The feature-length documentary Weiner follows Anthony D. Weiner’s failed 2013 New York City mayoral campaign. For those who may not recall the hubris behind that bid for local office, Weiner had been forced out of his seat as a U.S. Representative (D-NY) in 2011, after he sent a sexually explicit photo of himself to one of his female Twitter followers.
While Josh Kreigman and Elyse Steinberg’s entertaining and well-produced documentary provides some of their subject’s backstory, it elides the details. When Weiner sent that text, Huma Abedin, his wife of one year, was pregnant with their first child. In a September 2011 special election to fill his vacated 9th Congressional District seat, in a section of Brooklyn where Democrats far out numbered Republicans, a Democrat lost to a Republican for the first time in 88 years.
Kreigman and Steinberg received incredible access to the aptly named Weiner and his family, in part because Kreigman once worked for Weiner. He was his chief of staff in the Congressman’s district office. After becoming a filmmaker, Kreigman tried to convince Weiner to appear on-camera, but the defamed politician put him off for several years until he decided to run for mayor. That is when he asked his former staffer to document the campaign. In Weiner, the candidate speaks directly to camera, and is seen in his campaign offices, as well as in private moments with the mostly silent Huma. Archival footage rounds out the deftly-edited documentary.

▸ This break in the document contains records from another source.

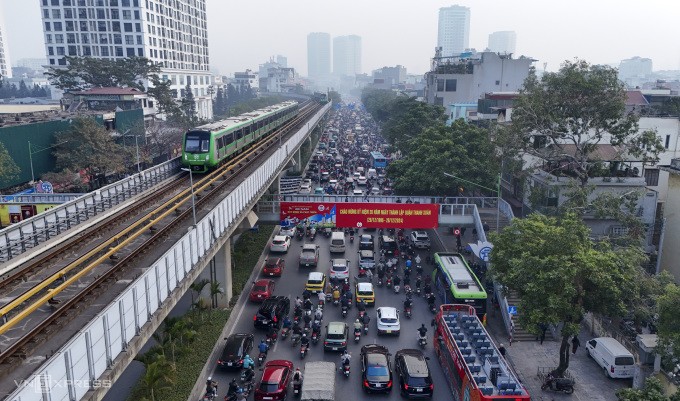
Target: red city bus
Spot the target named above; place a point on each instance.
(472, 365)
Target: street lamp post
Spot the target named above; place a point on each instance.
(193, 202)
(498, 195)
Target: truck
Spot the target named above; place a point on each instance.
(319, 382)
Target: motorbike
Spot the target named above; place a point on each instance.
(260, 358)
(345, 370)
(297, 388)
(284, 332)
(247, 375)
(563, 384)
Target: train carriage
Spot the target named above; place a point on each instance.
(206, 146)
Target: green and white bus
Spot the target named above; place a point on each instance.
(455, 283)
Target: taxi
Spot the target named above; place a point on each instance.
(315, 282)
(364, 291)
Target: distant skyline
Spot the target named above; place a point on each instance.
(405, 31)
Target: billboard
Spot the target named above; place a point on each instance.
(360, 215)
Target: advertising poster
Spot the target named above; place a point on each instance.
(360, 215)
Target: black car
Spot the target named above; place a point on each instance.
(415, 381)
(376, 369)
(366, 242)
(271, 312)
(388, 244)
(236, 348)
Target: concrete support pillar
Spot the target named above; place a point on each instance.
(223, 274)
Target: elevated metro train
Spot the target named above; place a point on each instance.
(206, 146)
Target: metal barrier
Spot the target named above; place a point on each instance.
(20, 237)
(76, 367)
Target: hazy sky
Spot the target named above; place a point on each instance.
(243, 34)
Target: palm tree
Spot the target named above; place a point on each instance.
(215, 290)
(158, 376)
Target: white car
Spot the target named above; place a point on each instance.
(288, 231)
(305, 189)
(280, 243)
(388, 320)
(339, 269)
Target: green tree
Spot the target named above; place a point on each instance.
(652, 391)
(86, 72)
(560, 274)
(461, 149)
(87, 146)
(8, 168)
(669, 324)
(581, 105)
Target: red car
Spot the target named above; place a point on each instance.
(275, 378)
(274, 267)
(262, 289)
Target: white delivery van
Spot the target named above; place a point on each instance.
(614, 358)
(337, 242)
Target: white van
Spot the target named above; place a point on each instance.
(614, 358)
(337, 242)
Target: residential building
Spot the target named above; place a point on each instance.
(466, 79)
(246, 78)
(347, 55)
(503, 42)
(390, 75)
(319, 55)
(453, 35)
(173, 34)
(5, 64)
(669, 251)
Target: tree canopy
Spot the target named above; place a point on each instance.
(87, 146)
(581, 105)
(402, 118)
(461, 150)
(560, 274)
(8, 168)
(86, 72)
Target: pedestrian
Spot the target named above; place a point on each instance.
(502, 350)
(575, 343)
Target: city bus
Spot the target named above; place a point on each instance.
(455, 283)
(472, 364)
(378, 160)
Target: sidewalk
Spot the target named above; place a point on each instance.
(527, 356)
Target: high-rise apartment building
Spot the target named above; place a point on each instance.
(347, 55)
(5, 65)
(503, 42)
(171, 33)
(318, 55)
(454, 30)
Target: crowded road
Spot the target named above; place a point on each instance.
(291, 284)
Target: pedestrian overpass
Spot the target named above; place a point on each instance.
(100, 351)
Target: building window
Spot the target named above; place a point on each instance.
(652, 176)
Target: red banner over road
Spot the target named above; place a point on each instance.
(363, 215)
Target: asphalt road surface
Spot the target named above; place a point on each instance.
(291, 284)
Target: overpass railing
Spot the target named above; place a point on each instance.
(76, 367)
(20, 237)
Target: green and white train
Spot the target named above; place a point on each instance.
(207, 146)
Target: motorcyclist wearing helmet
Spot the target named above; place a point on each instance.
(263, 347)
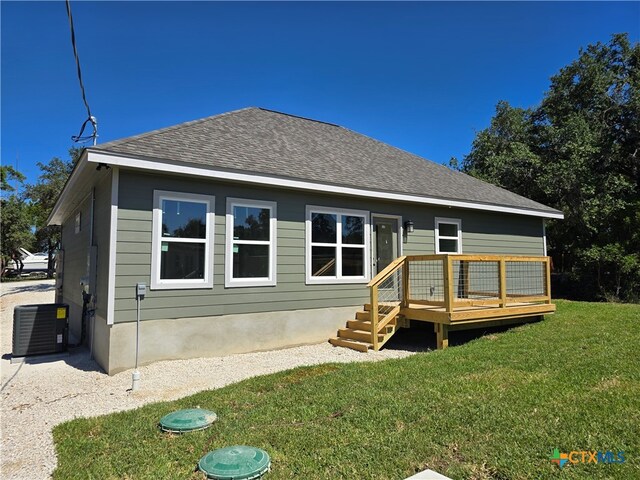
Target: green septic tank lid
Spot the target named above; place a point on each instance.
(235, 463)
(187, 420)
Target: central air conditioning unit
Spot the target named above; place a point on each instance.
(40, 329)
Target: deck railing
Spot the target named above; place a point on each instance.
(454, 281)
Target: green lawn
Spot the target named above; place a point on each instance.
(492, 408)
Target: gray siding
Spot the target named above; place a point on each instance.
(76, 251)
(482, 233)
(102, 227)
(76, 248)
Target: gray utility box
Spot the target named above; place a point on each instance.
(40, 329)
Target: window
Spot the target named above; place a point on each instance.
(250, 259)
(182, 245)
(448, 233)
(337, 245)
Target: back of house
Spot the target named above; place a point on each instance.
(256, 230)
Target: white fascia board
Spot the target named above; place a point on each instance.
(151, 165)
(68, 187)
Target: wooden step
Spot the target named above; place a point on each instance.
(359, 335)
(359, 325)
(354, 345)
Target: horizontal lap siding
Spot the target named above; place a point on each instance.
(133, 259)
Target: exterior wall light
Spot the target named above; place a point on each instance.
(408, 226)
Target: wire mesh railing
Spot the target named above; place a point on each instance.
(457, 281)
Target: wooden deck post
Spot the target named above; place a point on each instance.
(502, 271)
(405, 284)
(374, 317)
(442, 336)
(447, 272)
(548, 280)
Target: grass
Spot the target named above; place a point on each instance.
(493, 408)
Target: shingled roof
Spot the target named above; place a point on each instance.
(265, 142)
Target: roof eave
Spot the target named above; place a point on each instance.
(96, 155)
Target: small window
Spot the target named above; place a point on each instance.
(337, 246)
(250, 259)
(182, 253)
(448, 234)
(78, 226)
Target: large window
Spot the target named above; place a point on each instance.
(250, 259)
(448, 234)
(337, 245)
(182, 253)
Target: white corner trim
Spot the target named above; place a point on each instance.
(137, 163)
(438, 237)
(113, 240)
(309, 279)
(271, 280)
(157, 239)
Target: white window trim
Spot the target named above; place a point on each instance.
(309, 279)
(458, 238)
(157, 239)
(269, 281)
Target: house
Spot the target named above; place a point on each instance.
(255, 230)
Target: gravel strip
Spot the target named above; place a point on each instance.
(38, 396)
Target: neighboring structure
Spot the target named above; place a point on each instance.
(256, 230)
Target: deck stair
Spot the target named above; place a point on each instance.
(358, 333)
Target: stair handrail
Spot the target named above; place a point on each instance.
(386, 271)
(373, 286)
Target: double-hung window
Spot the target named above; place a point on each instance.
(250, 259)
(448, 234)
(337, 245)
(182, 240)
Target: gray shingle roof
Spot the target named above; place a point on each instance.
(261, 141)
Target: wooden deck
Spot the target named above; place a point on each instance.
(453, 292)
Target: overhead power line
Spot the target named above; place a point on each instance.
(90, 118)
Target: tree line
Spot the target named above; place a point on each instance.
(579, 152)
(26, 206)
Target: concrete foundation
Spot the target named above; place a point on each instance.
(183, 338)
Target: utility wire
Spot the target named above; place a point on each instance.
(90, 118)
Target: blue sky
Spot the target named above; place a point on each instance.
(423, 76)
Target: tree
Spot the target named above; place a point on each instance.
(16, 231)
(43, 196)
(579, 151)
(8, 173)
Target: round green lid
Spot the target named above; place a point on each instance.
(235, 463)
(187, 420)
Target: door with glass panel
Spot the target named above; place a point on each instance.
(385, 242)
(385, 250)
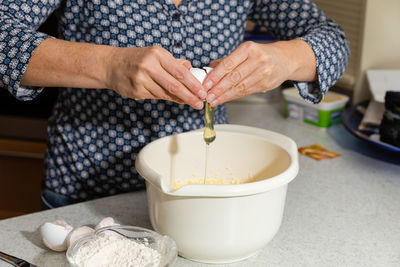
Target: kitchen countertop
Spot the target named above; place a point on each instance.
(339, 212)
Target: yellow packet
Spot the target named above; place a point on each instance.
(318, 152)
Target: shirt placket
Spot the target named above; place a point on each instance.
(177, 30)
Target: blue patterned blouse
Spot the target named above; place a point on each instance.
(94, 135)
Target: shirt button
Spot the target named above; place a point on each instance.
(176, 15)
(178, 44)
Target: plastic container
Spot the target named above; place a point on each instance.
(163, 244)
(219, 223)
(325, 114)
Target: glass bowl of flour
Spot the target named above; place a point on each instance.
(123, 246)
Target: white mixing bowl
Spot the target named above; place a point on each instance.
(219, 223)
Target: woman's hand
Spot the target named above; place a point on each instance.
(254, 67)
(153, 73)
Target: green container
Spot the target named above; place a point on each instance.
(323, 115)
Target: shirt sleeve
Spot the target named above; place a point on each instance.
(302, 19)
(19, 37)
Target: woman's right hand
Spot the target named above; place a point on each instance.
(153, 73)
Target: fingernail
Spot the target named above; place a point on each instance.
(199, 105)
(210, 98)
(209, 84)
(202, 94)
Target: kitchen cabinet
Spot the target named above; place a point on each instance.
(21, 172)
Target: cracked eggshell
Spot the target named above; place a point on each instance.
(108, 221)
(54, 235)
(79, 233)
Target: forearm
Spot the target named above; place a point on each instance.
(301, 61)
(59, 63)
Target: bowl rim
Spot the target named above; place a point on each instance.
(257, 187)
(171, 257)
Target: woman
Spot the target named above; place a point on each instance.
(135, 56)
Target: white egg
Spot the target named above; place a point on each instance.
(54, 234)
(208, 69)
(108, 221)
(200, 74)
(79, 233)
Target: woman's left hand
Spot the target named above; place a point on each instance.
(254, 67)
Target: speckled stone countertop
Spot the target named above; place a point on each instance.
(339, 212)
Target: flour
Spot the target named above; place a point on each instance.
(113, 250)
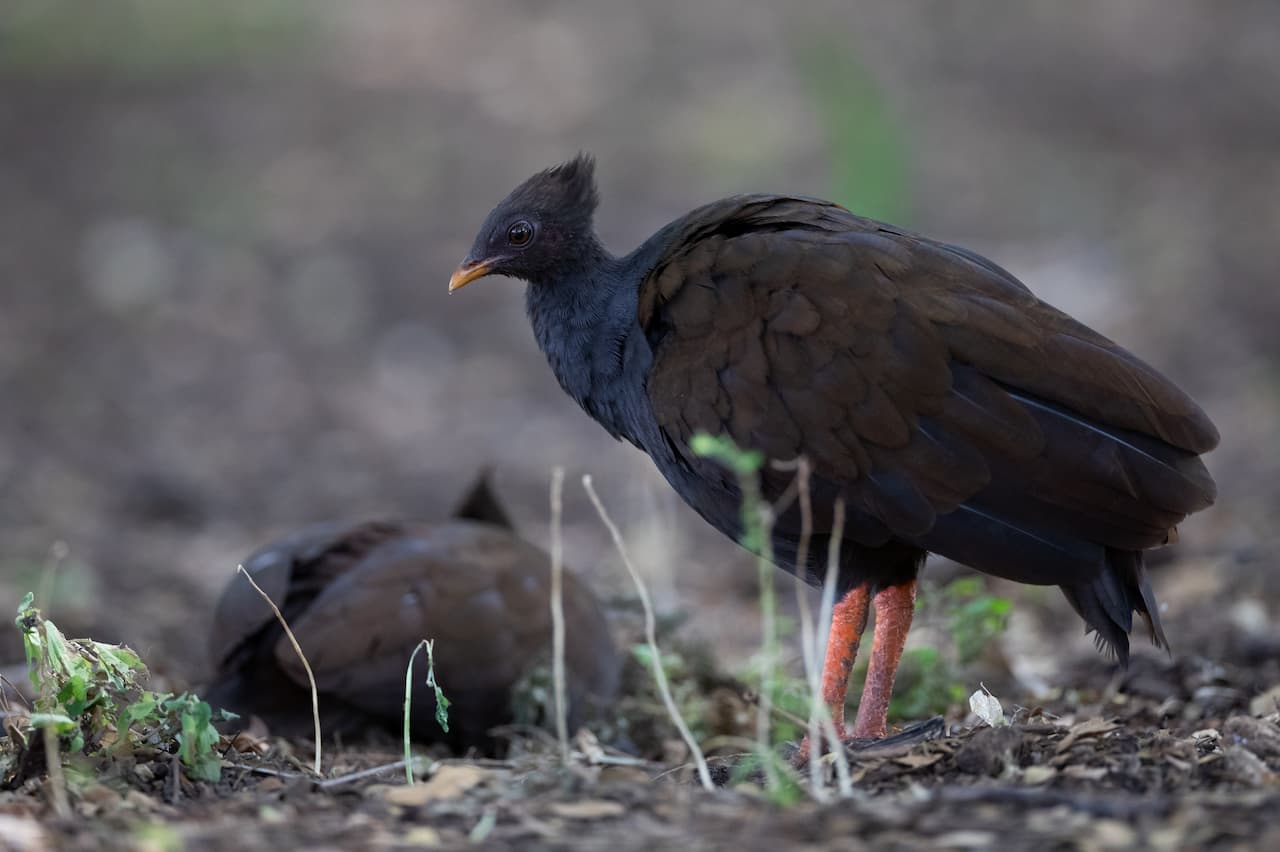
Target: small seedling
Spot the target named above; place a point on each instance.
(442, 704)
(757, 537)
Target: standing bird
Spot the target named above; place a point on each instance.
(949, 408)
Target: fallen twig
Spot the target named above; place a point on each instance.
(297, 649)
(650, 631)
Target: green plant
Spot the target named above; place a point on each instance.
(90, 695)
(755, 536)
(442, 704)
(867, 146)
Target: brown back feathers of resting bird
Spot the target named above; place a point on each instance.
(361, 596)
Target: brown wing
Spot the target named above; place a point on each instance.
(920, 379)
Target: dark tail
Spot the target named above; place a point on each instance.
(1109, 601)
(483, 504)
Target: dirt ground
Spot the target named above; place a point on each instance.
(224, 239)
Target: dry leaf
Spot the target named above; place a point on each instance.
(590, 809)
(1086, 773)
(918, 760)
(1088, 728)
(1033, 775)
(1266, 702)
(987, 708)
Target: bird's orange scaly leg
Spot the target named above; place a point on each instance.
(894, 609)
(848, 622)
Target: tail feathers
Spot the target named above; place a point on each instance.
(1109, 601)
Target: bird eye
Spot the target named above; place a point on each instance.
(520, 233)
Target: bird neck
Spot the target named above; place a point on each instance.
(585, 325)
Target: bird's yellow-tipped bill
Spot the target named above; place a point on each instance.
(467, 273)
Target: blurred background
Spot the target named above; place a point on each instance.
(225, 232)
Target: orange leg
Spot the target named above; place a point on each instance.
(894, 609)
(848, 622)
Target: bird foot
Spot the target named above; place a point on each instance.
(859, 743)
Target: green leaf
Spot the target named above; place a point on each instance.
(60, 722)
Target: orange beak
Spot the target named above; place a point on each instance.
(467, 273)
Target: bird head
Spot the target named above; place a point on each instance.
(540, 227)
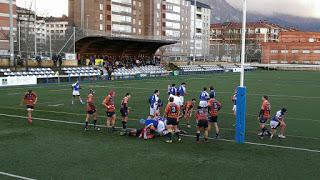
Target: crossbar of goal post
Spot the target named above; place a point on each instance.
(241, 90)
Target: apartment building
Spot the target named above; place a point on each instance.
(146, 19)
(5, 26)
(293, 48)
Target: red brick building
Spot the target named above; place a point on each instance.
(5, 26)
(293, 48)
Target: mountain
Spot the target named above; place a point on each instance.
(222, 11)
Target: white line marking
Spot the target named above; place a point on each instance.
(55, 105)
(15, 176)
(227, 140)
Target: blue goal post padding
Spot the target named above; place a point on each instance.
(241, 115)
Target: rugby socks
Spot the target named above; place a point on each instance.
(95, 123)
(124, 125)
(198, 136)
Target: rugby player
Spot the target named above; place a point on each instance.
(76, 92)
(124, 110)
(264, 116)
(172, 114)
(201, 116)
(30, 99)
(91, 111)
(153, 102)
(108, 103)
(187, 111)
(278, 121)
(212, 92)
(204, 96)
(214, 107)
(183, 91)
(172, 89)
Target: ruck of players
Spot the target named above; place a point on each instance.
(168, 116)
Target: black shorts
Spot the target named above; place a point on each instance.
(29, 107)
(124, 112)
(172, 121)
(110, 114)
(213, 119)
(263, 120)
(202, 124)
(92, 111)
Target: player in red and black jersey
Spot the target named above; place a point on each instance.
(109, 105)
(214, 107)
(172, 113)
(187, 111)
(30, 99)
(91, 111)
(124, 110)
(201, 116)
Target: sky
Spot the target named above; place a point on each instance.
(306, 8)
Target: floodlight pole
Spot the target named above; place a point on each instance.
(241, 90)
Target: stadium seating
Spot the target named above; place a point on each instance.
(37, 72)
(139, 70)
(80, 71)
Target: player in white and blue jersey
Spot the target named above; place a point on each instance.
(172, 89)
(278, 121)
(204, 97)
(182, 91)
(76, 92)
(153, 102)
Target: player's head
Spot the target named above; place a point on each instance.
(283, 110)
(157, 92)
(112, 93)
(91, 91)
(265, 97)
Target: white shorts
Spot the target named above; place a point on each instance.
(274, 124)
(203, 103)
(182, 99)
(153, 111)
(75, 93)
(234, 108)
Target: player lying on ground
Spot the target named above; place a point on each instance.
(152, 127)
(91, 111)
(214, 107)
(30, 99)
(264, 116)
(76, 92)
(108, 103)
(201, 116)
(278, 121)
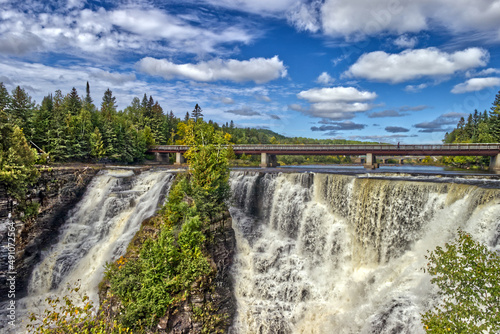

In an interview with the filmmakers at distributor IFC’s Midtown Manhattan offices, Steinberg explains that she did not know Weiner before she agreed to partner with Kreigman on the project. “For awhile, I was like the audience,” she says. “Then I began to realize that my preconceived notions about who Anthony was did not match the reality.” Kreigman, who also shot the documentary, admits that in the end his view of Weiner was somewhat altered. “Anthony was very much the person I knew through the course of this campaign,” he says, “but there was a way in which I was surprised that he was so committed to seeing it to the end.”
The “end” was a second sexting scandal that broke a few months into the campaign when an Indiana woman described the photos and telephone calls she had been receiving from Weiner since 2011. That story, which did not lead Weiner to give up his bid for mayor, is covered in the documentary through news footage, but also in a dramatic scene in the Weiner living room. Top staff members are gathered there to talk to Weiner about damage control. Huma is there as well, warning the communications director Barbara Morgan to “watch the optics,” to disguise her obvious disappointment when she leaves the building. Apparently, press was gathered outside.
When asked about that scene, Kreigman says: “Part of what is interesting about Huma’s presence in the film is that she is much more reserved. We don’t get to know what she is thinking.” Weiner does not reveal much about Weiner either, but then again, there is little there to explore. The former politician appears as superficial and egotistical as his public persona suggests. The documentary’s whiff of regret over Weiner’s political demise is as misplaced as its subject’s oft-repeated plea in 2013 for a “second chance.”
“Our intention with the film is to take someone who has been very much reduced to a caricature,” Kreigman says, “and to do our best to capture the nuance and humanity of his personality.” Steinberg observes that Huma, too, became a stereotypical aspect of a recurring narrative. “She is also a caricature,” she says, “one of many women whose husbands did something embarrassing or wrong.”
One very long scene in the documentary attests to Huma’s discomfort with allowing their private lives to be filmed. At one point, disturbing news reaches them in the campaign office, and the couple sit wordlessly across from each other, Huma appearing far more comfortable with that silence than her husband. Since filming the campaign was not her idea, she waits for Weiner to ask Kreigman to leave the room. Finally, he does it, but not willingly. The filmmaker argues that Weiner is well-aware of his failures and his talents, as well as the superficiality of his “transactional relationships.”
“In an interview you see in the documentary, Anthony poses the question of whether he is more comfortable with these transactional relationships because of the years he spent in politics,” Kreigman says, “or if he went into politics because he wasn’t really connecting on a deeper, emotional level.” Weiner blames technology for exacerbating “the thing,” which is how he refers to his sexting habit throughout the film. “Our documentary is relevant,” Steinberg says, “because it shows how politics is driven by entertainment and spectacle, that in order to have a voice you have to be able to get attention. You see that with Trump.”
In the end, Weiner begs the question of why our society continually elevates vapid men and then treats their downfall, usually over sexual dalliances, with a collective sigh of what-might-have-been. Weiner is history, but Huma, one of Hillary Clinton’s trusted aides, is a woman to watch. In the documentary, except for an eye roll and a few exits, she remains astonishingly self-contained, the antidote to her husband’s empty eloquence. As for her loyalty to Weiner, Huma’s “optics” often suggest it is conditional.